До сорок второго года при синагоге больницы был даже небольшой синагогальный хор, зажигались свечи, что-то удавалось приготовить к трапезе. Но в начале сорок третьего у евреев не было ни синагоги, ни свечей, ни двух хал под специальной салфеткой для субботнего стола в память о двух дневных нормах манны небесной, которые после Исхода Господь разрешил собирать накануне субботы. И уж если не было и двух хал, то откуда было взяться рыбе и мясу, которые во время трапезы, по обычаю мудрецов Талмуда, следовало есть раздельно.
Словом, не было ничего, что должно было сделать субботу Субботой. И в довершение всех бед, евреи должны были почти поголовно работать в этот день на своих врагов, как когда-то на фараона. Правда, при этом они практически не нарушали ни один из тридцати девяти запретов на труд: не пахали, не жали, не молотили, не стригли овечью шерсть и не забивали скот… И вообще не делали ничего для себя и по доброй воле.
Их заставляли делать танки и гаубицы, снаряды и бомбы, словом, то, о чем понятия не имели их далекие предки. Но для этого им приходилось в субботу включать и выключать станки, катить вагонетки и во всем доводить дело до конечного результата.
К счастью, ортодоксов среди этих последних евреев Германии было совсем не много, и ни Рут, ни ее отец, ни Лотта – не были верными воинами Яхве. А значит, давно смирились, что Рут после смерти матери на правах хозяйки дома в пятницу не зажигает за 18 минут до захода солнца субботние свечи, а Ханс после этого не идет в синагогу на молитву «Минха», «Встреча субботы» и «Маарив». Что в субботу они не произносят над бокалом вина или виноградного сока «Освящение дня». А после омовения рук глава семьи не делит две халы между ее членами, чтобы потом начать долгую и обильную трапезу.
Ранним утром Ханс вызвал из спальни дочь и тихо сказал:
– Я пошел. Ну почему вы не остались ночевать в больнице! Не нравится мне этот день! Не нравится.
– Па, – поцеловала его в щеку Рут, – ну не смеши! Чего ради мы бы сидели целые сутки в больнице в ожидании своей смены! Сегодня какая-никакая, а святая Суббота! Господь велел евреям отдыхать. Тем, кто, конечно, – вздохнула она, – может себе это позволить. Мы с Лоттой, слава богу, можем! И если мы сегодня не отдохнем как следует, то совершим великий грех. Все! Иди! А то… опоздаешь.
– Дай слово, что вы днем не пойдете гулять!
– Ой, па, ну как ты себе это представляешь! Две молоденькие еврейские девочки день напролет без дела сидят на кушетке! Они же от этого… испортятся!
– Дай слово! – Ханс тревожно посмотрел Рут прямо в глаза. – Пока не дашь, я не сдвинусь с этого места, опоздаю на смену, и меня… депортируют!

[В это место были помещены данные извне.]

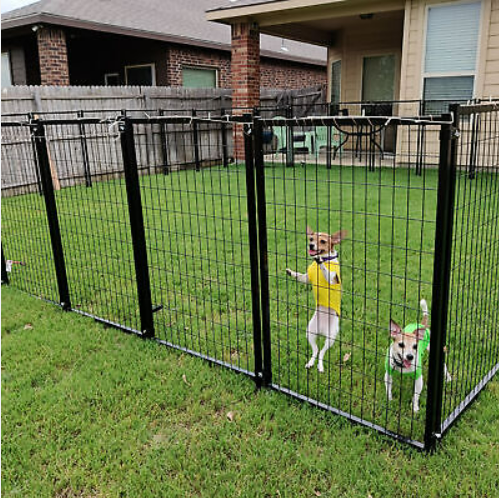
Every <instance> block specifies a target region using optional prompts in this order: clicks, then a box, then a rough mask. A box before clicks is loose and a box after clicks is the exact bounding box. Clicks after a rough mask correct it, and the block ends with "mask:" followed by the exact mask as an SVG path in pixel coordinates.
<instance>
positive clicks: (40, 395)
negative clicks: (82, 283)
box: [2, 287, 499, 498]
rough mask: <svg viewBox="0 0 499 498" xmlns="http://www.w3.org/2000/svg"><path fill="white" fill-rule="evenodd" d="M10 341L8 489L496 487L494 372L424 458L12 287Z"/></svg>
mask: <svg viewBox="0 0 499 498" xmlns="http://www.w3.org/2000/svg"><path fill="white" fill-rule="evenodd" d="M2 346H3V347H2V450H3V451H2V496H5V497H9V498H10V497H18V496H22V497H26V498H31V497H33V498H35V497H36V498H44V497H51V498H53V497H57V498H82V497H85V498H104V497H105V498H114V497H115V498H118V497H129V498H134V497H137V498H148V497H154V498H156V497H159V496H165V497H182V498H183V497H191V496H192V497H199V496H203V497H217V498H222V497H227V498H232V497H235V496H241V497H245V498H246V497H290V498H295V497H302V496H303V497H316V496H322V497H331V498H333V497H334V498H335V497H351V498H359V497H361V498H368V497H370V496H371V497H372V498H386V497H395V496H403V497H417V496H427V497H430V498H431V497H435V498H437V497H438V498H447V497H449V498H455V497H458V496H459V497H470V498H471V497H473V498H493V497H495V496H498V493H499V489H498V484H497V475H498V473H499V431H497V420H498V419H499V384H498V382H497V380H494V381H492V382H491V383H490V384H489V386H488V387H487V389H485V391H484V392H483V393H482V394H481V395H480V397H479V398H478V400H477V402H476V403H475V404H474V405H473V407H472V408H470V410H468V411H467V412H466V413H465V415H464V416H463V418H462V419H461V420H460V422H458V424H457V426H456V427H454V428H453V429H451V431H450V432H449V434H448V435H447V437H446V438H445V440H444V441H443V443H442V445H441V446H440V447H439V449H438V451H437V453H436V454H434V455H428V454H425V453H421V452H418V451H417V450H413V449H410V448H408V447H406V446H402V445H400V444H398V443H395V442H393V441H392V440H390V439H388V438H386V437H383V436H380V435H378V434H376V433H374V432H372V431H370V430H368V429H366V428H361V427H359V426H354V425H351V424H350V423H349V422H347V421H346V420H344V419H341V418H339V417H335V416H332V415H331V414H328V413H324V412H322V411H319V410H316V409H314V408H311V407H309V406H307V405H305V404H302V403H298V402H295V401H292V400H291V399H290V398H288V397H285V396H283V395H281V394H279V393H276V392H273V391H269V390H261V391H259V392H255V389H254V383H253V382H252V381H251V380H250V379H248V378H246V377H245V376H240V375H235V374H234V373H232V372H230V371H228V370H226V369H222V368H219V367H211V366H210V365H208V364H207V363H206V362H203V361H201V360H199V359H196V358H193V357H191V356H189V355H186V354H182V353H179V352H176V351H173V350H171V349H167V348H164V347H159V346H158V345H157V344H156V343H155V342H152V341H143V340H141V339H139V338H137V337H134V336H131V335H127V334H123V333H122V332H120V331H117V330H114V329H109V328H104V327H103V326H102V325H100V324H97V323H95V322H94V321H92V320H90V319H88V318H85V317H80V316H78V315H76V314H74V313H65V312H63V311H61V310H60V309H58V308H56V307H53V306H51V305H49V304H46V303H43V302H41V301H39V300H36V299H33V298H32V297H29V296H26V295H25V294H23V293H20V292H18V291H16V290H13V289H10V288H6V287H3V288H2ZM184 376H185V377H184ZM229 412H232V421H231V420H229V418H228V416H227V414H228V413H229Z"/></svg>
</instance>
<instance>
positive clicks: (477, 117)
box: [468, 113, 480, 180]
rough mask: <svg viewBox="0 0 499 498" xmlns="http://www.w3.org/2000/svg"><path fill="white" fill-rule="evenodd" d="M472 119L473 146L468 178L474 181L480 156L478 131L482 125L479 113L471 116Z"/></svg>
mask: <svg viewBox="0 0 499 498" xmlns="http://www.w3.org/2000/svg"><path fill="white" fill-rule="evenodd" d="M470 119H471V120H472V126H471V144H470V160H469V170H468V177H469V179H470V180H474V179H475V171H476V162H477V155H478V130H479V123H480V114H478V113H474V114H471V116H470Z"/></svg>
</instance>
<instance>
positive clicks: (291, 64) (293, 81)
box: [166, 45, 327, 90]
mask: <svg viewBox="0 0 499 498" xmlns="http://www.w3.org/2000/svg"><path fill="white" fill-rule="evenodd" d="M166 65H167V69H166V71H167V78H168V83H167V84H168V85H171V86H182V67H183V66H191V67H207V68H216V69H217V70H218V86H219V87H220V88H231V87H232V79H231V69H230V65H231V62H230V55H229V54H228V53H227V52H222V51H215V50H205V49H200V48H196V47H184V46H181V45H178V46H175V45H171V46H170V48H169V49H168V54H167V61H166ZM260 78H261V87H262V88H283V89H292V90H295V89H299V88H307V87H310V86H315V85H325V84H326V82H327V77H326V68H325V67H319V66H314V65H312V64H300V63H297V62H291V61H284V60H280V59H271V58H267V57H262V58H261V65H260Z"/></svg>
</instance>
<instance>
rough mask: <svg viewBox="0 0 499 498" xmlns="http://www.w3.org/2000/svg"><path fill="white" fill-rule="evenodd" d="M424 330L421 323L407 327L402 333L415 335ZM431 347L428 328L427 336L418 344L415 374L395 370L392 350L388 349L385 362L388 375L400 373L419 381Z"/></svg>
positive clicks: (422, 339)
mask: <svg viewBox="0 0 499 498" xmlns="http://www.w3.org/2000/svg"><path fill="white" fill-rule="evenodd" d="M422 328H424V326H423V325H421V324H420V323H410V324H409V325H407V327H405V329H404V330H403V331H402V332H403V333H404V334H407V335H410V334H413V333H414V332H415V331H416V330H417V329H422ZM429 345H430V329H428V328H427V329H425V335H424V337H423V339H421V340H420V341H419V342H418V353H417V363H416V370H414V372H404V371H402V372H401V371H400V370H396V369H395V368H393V367H392V365H391V363H390V349H391V348H388V352H387V354H386V360H385V370H386V373H387V374H388V375H393V374H394V373H398V374H400V375H403V376H405V377H412V378H413V379H419V377H421V375H423V356H424V354H425V351H426V350H427V348H428V346H429Z"/></svg>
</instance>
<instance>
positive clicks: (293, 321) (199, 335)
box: [2, 103, 499, 448]
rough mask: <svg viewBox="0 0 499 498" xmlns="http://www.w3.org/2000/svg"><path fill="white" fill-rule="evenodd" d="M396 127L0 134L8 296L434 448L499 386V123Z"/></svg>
mask: <svg viewBox="0 0 499 498" xmlns="http://www.w3.org/2000/svg"><path fill="white" fill-rule="evenodd" d="M455 109H456V111H457V110H458V109H457V107H456V108H455ZM238 111H239V112H242V111H241V110H238ZM392 111H393V109H392ZM378 112H379V111H378ZM163 114H164V113H163ZM364 114H368V113H367V111H366V113H364ZM389 114H390V113H388V112H386V113H384V115H383V116H368V115H365V116H341V115H337V116H334V117H323V118H320V117H311V118H290V117H289V116H288V117H286V116H283V117H277V118H275V117H272V115H271V114H270V116H271V117H268V116H267V115H266V114H265V113H263V112H262V115H261V117H253V118H252V117H251V116H250V115H245V116H243V117H241V116H239V117H238V116H230V117H229V116H227V115H223V116H219V117H216V116H215V117H214V116H213V115H212V114H207V115H205V114H203V113H201V112H200V113H199V115H198V114H197V113H196V112H194V113H193V112H188V113H187V112H186V115H185V116H167V115H163V116H161V115H160V116H155V117H150V116H146V117H143V116H139V117H128V116H127V113H125V112H123V113H121V114H120V115H119V116H115V117H114V118H113V119H107V118H105V119H101V118H100V117H82V115H81V113H77V115H76V116H71V117H62V118H57V119H47V120H38V119H34V120H31V122H28V121H25V122H11V123H3V124H2V162H3V164H2V166H3V167H2V203H3V215H2V223H3V232H2V235H3V238H2V253H3V255H4V256H5V259H7V263H8V265H5V266H7V269H8V270H9V273H8V276H9V281H10V282H11V283H12V284H13V285H15V286H16V287H18V288H20V289H23V290H25V291H27V292H29V293H31V294H34V295H36V296H39V297H42V298H44V299H48V300H52V301H54V302H58V303H60V304H62V305H63V307H65V308H71V309H73V310H75V311H77V312H79V313H83V314H87V315H90V316H92V317H94V318H97V319H99V320H102V321H104V322H106V323H108V324H111V325H116V326H118V327H120V328H123V329H126V330H129V331H133V332H136V333H140V334H142V335H143V336H145V337H154V338H155V339H156V340H157V341H159V342H160V343H163V344H166V345H168V346H170V347H173V348H176V349H180V350H182V351H185V352H188V353H190V354H194V355H196V356H199V357H202V358H205V359H207V360H210V361H212V362H215V363H217V364H220V365H223V366H225V367H228V368H231V369H234V370H237V371H241V372H244V373H246V374H248V375H250V376H252V377H254V378H255V380H256V382H257V384H258V385H260V384H264V385H270V386H271V387H273V388H274V389H276V390H279V391H282V392H284V393H287V394H289V395H291V396H293V397H295V398H298V399H300V400H303V401H308V402H309V403H311V404H314V405H316V406H319V407H321V408H324V409H326V410H329V411H332V412H334V413H336V414H339V415H342V416H344V417H347V418H348V419H350V420H353V421H356V422H359V423H361V424H364V425H367V426H369V427H372V428H375V429H376V430H378V431H381V432H383V433H386V434H389V435H391V436H394V437H396V438H397V439H399V440H404V441H406V442H409V443H411V444H413V445H415V446H417V447H419V448H423V447H430V446H432V444H433V442H434V441H435V440H436V439H437V438H438V435H439V433H440V432H441V429H442V430H446V429H447V428H448V427H450V425H451V424H452V422H453V421H454V420H455V418H456V417H457V416H458V415H459V414H460V413H461V412H462V410H463V409H464V408H465V407H466V406H467V405H468V404H469V403H470V402H471V401H472V399H473V398H474V396H475V395H476V394H477V393H478V392H479V391H480V390H481V388H482V387H483V386H484V385H485V384H486V382H487V381H488V380H489V379H490V378H491V376H492V375H493V374H494V373H495V372H496V371H497V369H498V364H499V362H498V354H499V340H498V339H497V331H496V329H497V327H496V326H495V324H496V323H497V319H498V316H497V308H498V306H497V302H498V297H499V296H498V286H497V280H498V279H497V276H498V275H497V273H498V251H499V249H498V244H499V240H498V238H499V234H498V231H497V225H498V223H497V221H498V214H497V213H498V208H499V192H498V185H497V173H498V171H497V170H498V162H499V140H498V138H497V136H498V135H497V132H498V130H497V126H498V124H497V121H498V119H497V118H498V115H497V114H498V110H497V107H496V104H494V103H490V104H488V105H485V104H475V105H472V106H463V107H462V108H461V116H460V120H459V122H458V123H457V124H458V125H459V128H460V129H461V137H460V139H459V140H458V141H456V140H453V139H452V131H453V128H452V126H451V119H452V116H451V115H450V114H449V115H445V116H434V117H420V118H418V119H414V118H405V117H395V116H390V115H389ZM452 144H455V145H452ZM453 152H456V154H453ZM455 172H457V174H456V175H454V173H455ZM455 176H456V177H457V180H456V181H454V180H455V178H454V177H455ZM454 188H455V196H454ZM5 266H4V265H2V280H5V278H4V276H5V272H4V268H5ZM449 276H450V284H449V278H448V277H449ZM449 285H450V289H449ZM448 289H449V291H448ZM447 293H449V294H450V297H449V299H447ZM440 298H442V299H440ZM446 324H447V325H446ZM435 330H436V331H437V332H436V333H435ZM446 330H447V335H446V334H445V332H446ZM430 338H431V339H430ZM430 340H431V344H432V347H431V351H430V352H428V351H429V345H430ZM435 345H437V347H436V348H435V347H434V346H435ZM444 350H445V354H444ZM435 351H436V352H435ZM430 360H431V361H430ZM444 363H446V365H447V366H448V372H444V370H445V369H444ZM446 373H448V375H445V374H446ZM440 377H442V379H440ZM440 380H442V382H440ZM441 389H443V393H441ZM442 421H443V424H442Z"/></svg>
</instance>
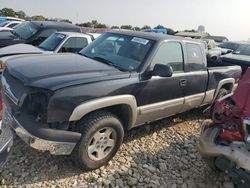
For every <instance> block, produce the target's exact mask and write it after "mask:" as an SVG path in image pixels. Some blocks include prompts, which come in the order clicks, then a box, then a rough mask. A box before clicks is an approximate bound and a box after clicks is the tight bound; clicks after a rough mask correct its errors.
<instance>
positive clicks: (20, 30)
mask: <svg viewBox="0 0 250 188" xmlns="http://www.w3.org/2000/svg"><path fill="white" fill-rule="evenodd" d="M38 29H39V28H38V26H36V25H35V24H33V23H31V22H23V23H20V24H18V25H17V26H16V27H14V31H15V32H16V33H17V34H18V35H19V36H20V37H21V38H22V39H25V40H27V39H29V38H30V37H32V36H34V35H35V34H36V33H37V31H38Z"/></svg>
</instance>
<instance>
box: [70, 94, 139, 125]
mask: <svg viewBox="0 0 250 188" xmlns="http://www.w3.org/2000/svg"><path fill="white" fill-rule="evenodd" d="M97 110H107V111H109V112H111V113H113V114H114V115H116V116H117V117H118V118H119V119H120V120H121V121H122V124H123V126H124V128H125V129H130V128H131V127H132V126H133V125H134V124H135V122H136V119H137V103H136V99H135V97H134V96H133V95H118V96H109V97H102V98H98V99H94V100H90V101H87V102H84V103H82V104H80V105H78V106H77V107H76V108H75V109H74V110H73V112H72V114H71V116H70V119H69V121H70V122H76V121H79V120H81V119H82V118H84V117H85V116H86V115H88V114H90V113H92V112H95V111H97Z"/></svg>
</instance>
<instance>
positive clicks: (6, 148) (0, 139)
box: [0, 121, 14, 172]
mask: <svg viewBox="0 0 250 188" xmlns="http://www.w3.org/2000/svg"><path fill="white" fill-rule="evenodd" d="M13 138H14V134H13V132H12V130H11V129H10V127H9V126H4V125H3V124H2V121H0V172H1V169H2V167H3V166H4V164H5V162H6V161H7V158H8V156H9V154H10V152H11V148H12V146H13Z"/></svg>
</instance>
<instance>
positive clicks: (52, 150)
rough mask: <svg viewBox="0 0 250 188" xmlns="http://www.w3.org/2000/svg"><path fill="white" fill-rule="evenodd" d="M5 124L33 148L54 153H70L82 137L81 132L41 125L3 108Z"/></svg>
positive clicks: (70, 153)
mask: <svg viewBox="0 0 250 188" xmlns="http://www.w3.org/2000/svg"><path fill="white" fill-rule="evenodd" d="M3 112H4V113H3V124H4V125H5V126H10V127H11V128H12V129H13V130H14V132H15V133H16V134H17V136H19V137H20V138H21V139H22V140H23V141H24V142H26V143H27V144H28V145H30V146H31V147H32V148H35V149H38V150H42V151H49V152H50V153H51V154H53V155H70V154H71V153H72V151H73V149H74V148H75V146H76V144H77V143H78V141H79V140H80V138H81V134H80V133H76V132H72V131H64V130H57V129H51V128H45V127H41V126H39V125H38V124H37V123H36V122H34V121H31V120H30V118H29V117H28V115H27V116H25V115H24V116H23V115H19V116H18V117H15V116H13V115H11V113H9V112H8V111H7V109H6V108H4V110H3Z"/></svg>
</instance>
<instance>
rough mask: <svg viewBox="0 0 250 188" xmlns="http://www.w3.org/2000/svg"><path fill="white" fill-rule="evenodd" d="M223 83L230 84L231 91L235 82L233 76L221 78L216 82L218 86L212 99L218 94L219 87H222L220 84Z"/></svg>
mask: <svg viewBox="0 0 250 188" xmlns="http://www.w3.org/2000/svg"><path fill="white" fill-rule="evenodd" d="M225 84H232V88H231V91H232V90H233V87H234V84H235V79H234V78H227V79H223V80H221V81H220V82H219V83H218V86H217V88H216V91H215V95H214V100H215V98H216V96H217V95H218V93H219V91H220V89H221V88H222V86H223V85H225ZM214 100H213V101H214Z"/></svg>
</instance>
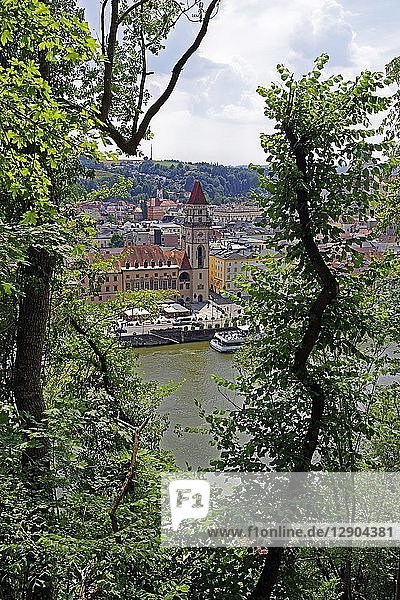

В дверях показалась Лотта.
– Доброе утро, господин Лебрам! Рут, как ты разговариваешь с отцом! Тем более с таким, как господин Лебрам! Если бы у меня был такой отец… если бы вообще был… я бы, как все древние еврейки, мыла ему ноги и пила воду! Не беспокойтесь, господин Лебрам, мы с Рут до самой ночной смены гулять ни за что не пойдем! Будем сидеть дома, как две голодные серенькие мышки! А что, гулять в шаббат тоже запрещено?
Как только господин Лебрам, ведущий хирург больницы еврейской общины Берлина, покинул квартиру, Лотта и Рут тут же с ногами забрались на кровать и до самого завтрака предались воспоминаниям, приятным и не очень. Но все равно страшно интересным и волнующим.
В тридцать шестом Лотте и Рут, тогда еще совсем незнакомым друг с другом, посчастливилось увидеть собственными глазами Берлин во время Олимпиады. О, это было незабываемое зрелище! И хотя девчонкам было тогда всего по тринадцать лет, а, возможно, именно поэтому, и через семь лет они с восторгом вспоминали олимпийский Берлин.
За первую неделю апреля тридцать шестого население столицы утроилось. Вокзалы не успевали встречать три тысячи поездов со всей планеты. Берлин уже называли «столицей мира». И это – только начало! Десять дней и ночей непрерывного возбуждения и оптимизма! Заметно поредели на улицах бесноватые толпы в черном, коричневом и зеленом. Повсюду – одинокие мужчины в фуражках отнюдь не военного образца, праздношатающиеся, любители пива, семейные пары с детьми и, конечно, влюбленные.
Не обошлось и без праздничных колонн, с удовольствием печатающих шаг под грохот барабанов и раскаты духовых инструментов. Знамена с орлами всего лишь подчеркивали блеск Берлина и его связь с императорским Римом.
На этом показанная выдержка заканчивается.